Green Egg is a Neopagan magazine published by the Church of All Worlds intermittently since 1968. The Encyclopedia of American Religions described it as a significant periodical.

Green Egg was created by Oberon Zell-Ravenheart, who was the editor from 1968 to 1974. It started as a one-page ditto sheet. It continued under another editor for two more years, by which point it had grown over 80 issues into a 60-page journal. According to J. Gordon Melton in the Encyclopedia of American Religions, it became "the most significant periodical in the Pagan movement during the 1970s and made Oberon Zell-Ravenheart, its editor, a major force in Neo-Paganism". It became dormant in 1976.

Margot Adler's sociological study Drawing Down the Moon: Witches, Druids, Goddess-Worshippers, and Other Pagans in America Today was first published in 1979, shortly after the first incarnation of Green Egg ceased. (Adler's work was revised and updated in 1986, 1996, and 2006.) Adler used Green Egg as one of the main ways of distributing her survey, and received hundreds of responses from its readers.

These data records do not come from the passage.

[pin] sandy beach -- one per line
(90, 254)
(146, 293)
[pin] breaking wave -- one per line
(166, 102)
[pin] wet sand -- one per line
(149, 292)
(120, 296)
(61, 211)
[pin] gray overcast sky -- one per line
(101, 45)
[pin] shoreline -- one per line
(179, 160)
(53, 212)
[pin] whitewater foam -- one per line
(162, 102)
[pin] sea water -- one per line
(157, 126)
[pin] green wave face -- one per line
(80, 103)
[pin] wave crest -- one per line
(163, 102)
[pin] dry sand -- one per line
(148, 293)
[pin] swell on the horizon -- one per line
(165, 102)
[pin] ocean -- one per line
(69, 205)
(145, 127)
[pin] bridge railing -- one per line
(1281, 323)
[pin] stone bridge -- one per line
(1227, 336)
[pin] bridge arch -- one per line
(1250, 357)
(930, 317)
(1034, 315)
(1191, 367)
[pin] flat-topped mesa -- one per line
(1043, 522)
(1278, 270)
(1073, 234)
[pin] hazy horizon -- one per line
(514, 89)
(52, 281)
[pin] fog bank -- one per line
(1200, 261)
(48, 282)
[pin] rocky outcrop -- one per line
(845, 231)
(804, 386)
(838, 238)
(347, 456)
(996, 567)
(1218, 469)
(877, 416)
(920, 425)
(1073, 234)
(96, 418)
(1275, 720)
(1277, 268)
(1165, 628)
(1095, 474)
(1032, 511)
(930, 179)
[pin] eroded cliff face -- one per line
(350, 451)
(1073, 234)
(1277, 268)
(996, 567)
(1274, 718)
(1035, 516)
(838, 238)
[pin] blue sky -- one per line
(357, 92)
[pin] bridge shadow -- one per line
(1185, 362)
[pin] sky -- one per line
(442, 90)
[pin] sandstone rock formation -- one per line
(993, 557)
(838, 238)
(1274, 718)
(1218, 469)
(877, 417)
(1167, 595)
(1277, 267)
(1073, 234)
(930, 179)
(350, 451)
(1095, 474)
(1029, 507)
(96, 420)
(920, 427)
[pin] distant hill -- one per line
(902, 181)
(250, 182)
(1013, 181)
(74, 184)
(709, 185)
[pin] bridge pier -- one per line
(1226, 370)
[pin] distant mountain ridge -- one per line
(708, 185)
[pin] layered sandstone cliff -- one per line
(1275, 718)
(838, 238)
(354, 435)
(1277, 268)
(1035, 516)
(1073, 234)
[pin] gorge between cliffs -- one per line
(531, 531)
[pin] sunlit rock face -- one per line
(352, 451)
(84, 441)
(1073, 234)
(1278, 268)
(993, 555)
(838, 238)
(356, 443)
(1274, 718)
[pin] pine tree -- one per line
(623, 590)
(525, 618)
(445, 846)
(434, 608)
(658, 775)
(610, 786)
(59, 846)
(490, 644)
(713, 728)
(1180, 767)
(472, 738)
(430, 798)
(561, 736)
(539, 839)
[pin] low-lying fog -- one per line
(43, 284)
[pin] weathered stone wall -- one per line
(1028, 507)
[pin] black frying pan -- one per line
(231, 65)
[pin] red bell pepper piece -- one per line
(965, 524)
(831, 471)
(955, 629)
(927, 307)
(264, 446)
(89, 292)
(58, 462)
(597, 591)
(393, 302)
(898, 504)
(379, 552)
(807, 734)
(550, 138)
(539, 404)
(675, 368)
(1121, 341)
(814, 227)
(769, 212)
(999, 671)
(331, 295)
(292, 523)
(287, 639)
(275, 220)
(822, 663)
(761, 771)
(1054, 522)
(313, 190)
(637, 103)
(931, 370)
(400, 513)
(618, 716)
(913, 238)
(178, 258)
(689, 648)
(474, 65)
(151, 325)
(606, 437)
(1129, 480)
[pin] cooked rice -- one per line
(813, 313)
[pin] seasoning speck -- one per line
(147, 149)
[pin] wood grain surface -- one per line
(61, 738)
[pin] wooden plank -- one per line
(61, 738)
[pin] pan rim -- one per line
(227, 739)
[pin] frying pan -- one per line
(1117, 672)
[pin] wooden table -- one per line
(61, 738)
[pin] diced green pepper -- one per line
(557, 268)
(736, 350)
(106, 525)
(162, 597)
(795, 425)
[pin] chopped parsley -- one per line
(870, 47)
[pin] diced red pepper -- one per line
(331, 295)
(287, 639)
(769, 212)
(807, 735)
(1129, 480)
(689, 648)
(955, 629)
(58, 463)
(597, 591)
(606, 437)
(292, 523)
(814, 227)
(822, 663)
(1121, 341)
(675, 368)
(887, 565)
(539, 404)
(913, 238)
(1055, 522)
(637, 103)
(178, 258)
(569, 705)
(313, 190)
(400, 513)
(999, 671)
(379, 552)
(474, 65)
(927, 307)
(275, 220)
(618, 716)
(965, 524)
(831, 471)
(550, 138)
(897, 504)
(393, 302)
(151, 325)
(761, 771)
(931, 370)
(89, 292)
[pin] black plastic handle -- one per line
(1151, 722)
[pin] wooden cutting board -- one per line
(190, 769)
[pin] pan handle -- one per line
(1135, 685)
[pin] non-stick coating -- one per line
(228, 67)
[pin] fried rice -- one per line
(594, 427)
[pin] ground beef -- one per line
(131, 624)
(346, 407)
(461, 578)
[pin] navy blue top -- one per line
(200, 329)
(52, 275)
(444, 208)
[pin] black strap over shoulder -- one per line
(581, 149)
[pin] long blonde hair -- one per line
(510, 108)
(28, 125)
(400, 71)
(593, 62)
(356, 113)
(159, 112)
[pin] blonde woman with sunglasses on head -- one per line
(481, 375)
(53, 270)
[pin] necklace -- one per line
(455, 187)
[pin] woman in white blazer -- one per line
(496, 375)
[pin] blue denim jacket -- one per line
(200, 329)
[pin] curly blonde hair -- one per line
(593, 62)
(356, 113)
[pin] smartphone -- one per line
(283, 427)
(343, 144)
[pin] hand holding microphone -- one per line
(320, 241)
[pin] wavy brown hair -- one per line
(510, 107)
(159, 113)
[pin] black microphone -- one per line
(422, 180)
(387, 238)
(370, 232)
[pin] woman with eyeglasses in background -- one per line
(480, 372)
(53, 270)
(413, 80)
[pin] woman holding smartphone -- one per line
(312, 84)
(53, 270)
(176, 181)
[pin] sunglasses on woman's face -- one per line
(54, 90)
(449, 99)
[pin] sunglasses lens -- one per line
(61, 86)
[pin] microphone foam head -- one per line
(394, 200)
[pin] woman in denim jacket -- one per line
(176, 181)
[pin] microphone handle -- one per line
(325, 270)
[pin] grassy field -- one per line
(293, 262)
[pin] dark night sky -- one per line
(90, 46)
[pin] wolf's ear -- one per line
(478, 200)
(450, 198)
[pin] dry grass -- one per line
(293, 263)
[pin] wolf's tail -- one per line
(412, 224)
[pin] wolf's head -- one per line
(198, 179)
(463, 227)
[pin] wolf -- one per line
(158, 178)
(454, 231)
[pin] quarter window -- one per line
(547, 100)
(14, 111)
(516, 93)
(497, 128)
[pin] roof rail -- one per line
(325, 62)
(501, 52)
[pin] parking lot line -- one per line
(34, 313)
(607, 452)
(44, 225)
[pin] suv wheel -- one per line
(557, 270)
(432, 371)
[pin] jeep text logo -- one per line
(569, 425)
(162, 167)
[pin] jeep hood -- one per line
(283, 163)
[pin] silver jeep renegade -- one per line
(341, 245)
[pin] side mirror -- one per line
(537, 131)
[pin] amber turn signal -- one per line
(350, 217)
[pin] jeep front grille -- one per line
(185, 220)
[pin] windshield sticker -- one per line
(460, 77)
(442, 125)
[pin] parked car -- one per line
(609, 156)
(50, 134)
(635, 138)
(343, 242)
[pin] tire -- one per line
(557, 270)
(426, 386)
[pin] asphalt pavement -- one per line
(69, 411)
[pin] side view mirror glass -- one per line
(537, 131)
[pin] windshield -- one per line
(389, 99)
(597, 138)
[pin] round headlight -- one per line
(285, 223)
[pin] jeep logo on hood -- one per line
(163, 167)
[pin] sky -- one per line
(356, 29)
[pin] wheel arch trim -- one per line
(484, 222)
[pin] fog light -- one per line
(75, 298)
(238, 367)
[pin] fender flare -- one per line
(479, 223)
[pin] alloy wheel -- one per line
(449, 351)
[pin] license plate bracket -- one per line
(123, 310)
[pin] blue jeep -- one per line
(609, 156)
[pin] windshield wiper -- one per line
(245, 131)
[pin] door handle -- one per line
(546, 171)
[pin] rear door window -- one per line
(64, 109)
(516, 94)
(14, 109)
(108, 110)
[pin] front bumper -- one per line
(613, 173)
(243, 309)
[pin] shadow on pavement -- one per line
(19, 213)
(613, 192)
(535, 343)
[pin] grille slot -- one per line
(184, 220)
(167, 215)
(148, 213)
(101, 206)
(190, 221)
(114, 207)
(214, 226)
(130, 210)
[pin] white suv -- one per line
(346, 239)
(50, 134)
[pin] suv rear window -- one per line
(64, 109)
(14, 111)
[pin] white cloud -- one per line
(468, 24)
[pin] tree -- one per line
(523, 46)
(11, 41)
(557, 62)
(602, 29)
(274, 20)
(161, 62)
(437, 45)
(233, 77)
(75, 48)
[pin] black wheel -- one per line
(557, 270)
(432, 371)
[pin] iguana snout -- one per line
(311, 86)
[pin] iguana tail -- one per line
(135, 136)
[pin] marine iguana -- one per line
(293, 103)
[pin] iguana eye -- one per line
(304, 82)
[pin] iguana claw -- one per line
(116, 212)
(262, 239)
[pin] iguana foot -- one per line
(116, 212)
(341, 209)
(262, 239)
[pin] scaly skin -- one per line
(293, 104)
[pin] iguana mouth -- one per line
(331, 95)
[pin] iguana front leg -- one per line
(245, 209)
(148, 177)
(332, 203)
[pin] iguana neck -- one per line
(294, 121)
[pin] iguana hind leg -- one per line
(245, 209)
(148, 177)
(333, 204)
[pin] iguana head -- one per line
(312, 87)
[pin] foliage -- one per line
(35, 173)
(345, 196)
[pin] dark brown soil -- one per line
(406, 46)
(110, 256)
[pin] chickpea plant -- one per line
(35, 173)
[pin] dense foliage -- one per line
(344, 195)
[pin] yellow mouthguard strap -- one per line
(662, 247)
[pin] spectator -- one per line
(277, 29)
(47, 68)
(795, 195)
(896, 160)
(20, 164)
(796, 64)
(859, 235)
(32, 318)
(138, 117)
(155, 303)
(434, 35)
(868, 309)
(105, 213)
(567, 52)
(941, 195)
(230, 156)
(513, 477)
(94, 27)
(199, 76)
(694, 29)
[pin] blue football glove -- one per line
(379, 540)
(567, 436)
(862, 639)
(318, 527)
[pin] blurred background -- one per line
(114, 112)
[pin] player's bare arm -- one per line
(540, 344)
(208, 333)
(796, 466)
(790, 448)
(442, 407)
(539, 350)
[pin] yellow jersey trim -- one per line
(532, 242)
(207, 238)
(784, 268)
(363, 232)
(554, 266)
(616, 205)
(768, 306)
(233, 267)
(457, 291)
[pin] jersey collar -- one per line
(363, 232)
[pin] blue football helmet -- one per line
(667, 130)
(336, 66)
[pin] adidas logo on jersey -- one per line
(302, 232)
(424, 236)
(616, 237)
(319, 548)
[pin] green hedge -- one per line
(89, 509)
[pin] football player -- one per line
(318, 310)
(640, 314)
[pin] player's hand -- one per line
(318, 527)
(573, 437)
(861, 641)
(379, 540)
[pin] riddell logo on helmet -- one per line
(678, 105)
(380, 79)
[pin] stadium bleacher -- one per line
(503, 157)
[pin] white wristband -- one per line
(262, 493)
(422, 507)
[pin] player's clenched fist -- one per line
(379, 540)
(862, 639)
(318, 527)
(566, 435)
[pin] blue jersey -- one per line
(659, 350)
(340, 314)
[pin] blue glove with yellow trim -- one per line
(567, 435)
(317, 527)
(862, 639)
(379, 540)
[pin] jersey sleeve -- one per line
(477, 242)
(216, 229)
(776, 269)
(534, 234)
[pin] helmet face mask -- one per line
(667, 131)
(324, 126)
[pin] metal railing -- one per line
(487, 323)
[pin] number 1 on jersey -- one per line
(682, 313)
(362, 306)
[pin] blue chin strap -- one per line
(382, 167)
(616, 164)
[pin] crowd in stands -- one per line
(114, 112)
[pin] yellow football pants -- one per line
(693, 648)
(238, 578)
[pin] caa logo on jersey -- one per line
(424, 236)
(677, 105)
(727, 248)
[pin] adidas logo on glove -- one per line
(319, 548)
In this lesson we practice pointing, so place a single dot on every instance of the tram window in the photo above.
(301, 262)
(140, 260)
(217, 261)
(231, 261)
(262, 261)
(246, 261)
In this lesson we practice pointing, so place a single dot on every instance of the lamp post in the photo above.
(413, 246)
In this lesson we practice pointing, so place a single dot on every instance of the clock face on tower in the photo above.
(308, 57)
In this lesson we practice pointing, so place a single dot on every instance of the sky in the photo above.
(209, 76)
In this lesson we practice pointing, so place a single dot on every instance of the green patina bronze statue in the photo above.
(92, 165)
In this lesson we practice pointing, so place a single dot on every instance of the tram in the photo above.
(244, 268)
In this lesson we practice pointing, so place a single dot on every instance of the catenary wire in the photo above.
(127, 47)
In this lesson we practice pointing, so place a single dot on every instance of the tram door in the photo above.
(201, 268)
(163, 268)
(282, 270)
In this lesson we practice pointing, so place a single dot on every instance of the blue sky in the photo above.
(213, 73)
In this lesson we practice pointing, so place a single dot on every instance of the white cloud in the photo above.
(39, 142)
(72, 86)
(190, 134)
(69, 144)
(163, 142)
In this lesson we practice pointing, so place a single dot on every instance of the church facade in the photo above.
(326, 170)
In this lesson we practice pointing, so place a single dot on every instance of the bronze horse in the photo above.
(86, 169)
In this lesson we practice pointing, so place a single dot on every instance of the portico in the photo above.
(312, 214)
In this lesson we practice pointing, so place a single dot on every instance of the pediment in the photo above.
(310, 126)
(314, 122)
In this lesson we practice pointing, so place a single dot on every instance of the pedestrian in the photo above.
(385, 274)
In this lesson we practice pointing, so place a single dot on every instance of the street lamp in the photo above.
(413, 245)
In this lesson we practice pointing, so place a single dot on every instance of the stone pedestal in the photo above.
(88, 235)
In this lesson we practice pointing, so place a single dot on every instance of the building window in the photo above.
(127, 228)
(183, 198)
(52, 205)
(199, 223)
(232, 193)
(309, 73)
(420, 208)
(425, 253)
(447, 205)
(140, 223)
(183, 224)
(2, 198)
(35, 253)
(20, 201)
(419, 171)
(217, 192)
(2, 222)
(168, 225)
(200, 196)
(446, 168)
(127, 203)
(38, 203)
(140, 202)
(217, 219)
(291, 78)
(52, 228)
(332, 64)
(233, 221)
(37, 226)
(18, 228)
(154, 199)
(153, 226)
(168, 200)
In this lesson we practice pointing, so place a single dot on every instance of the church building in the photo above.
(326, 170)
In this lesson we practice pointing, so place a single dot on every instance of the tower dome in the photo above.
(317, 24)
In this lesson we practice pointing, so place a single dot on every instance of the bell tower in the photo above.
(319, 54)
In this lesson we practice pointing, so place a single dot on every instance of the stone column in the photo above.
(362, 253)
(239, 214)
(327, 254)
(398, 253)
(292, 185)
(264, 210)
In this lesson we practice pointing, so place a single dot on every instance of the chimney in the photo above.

Drawing Down the Moon repeatedly refers to Green Egg as formative in modern American Paganism. "It took a catalyst to create a sense of collectivity around the word Pagan, and in the United States the Church of All Worlds and its Green Egg filled this role." The magazine created a communication network (in pre-internet days) among the many earth religions that were coming into being. Adler was impressed by the "free-ranging and diverse" views found in its pages, commenting that, "There was less common ground assumed in Green Egg than in any other publication I had ever seen." It was highly synergystic, bringing together hundreds of groups and ideas for debate in print, covering subjects relating to "ecology, ethics, tribalism, magic, science fiction, and the relationship of human beings to the planet". Adler reports that some Pagans told her in the late 1970s that they were glad of its demise, because there would be less bickering between various factions. She, however, judged it "key to the movement's vitality."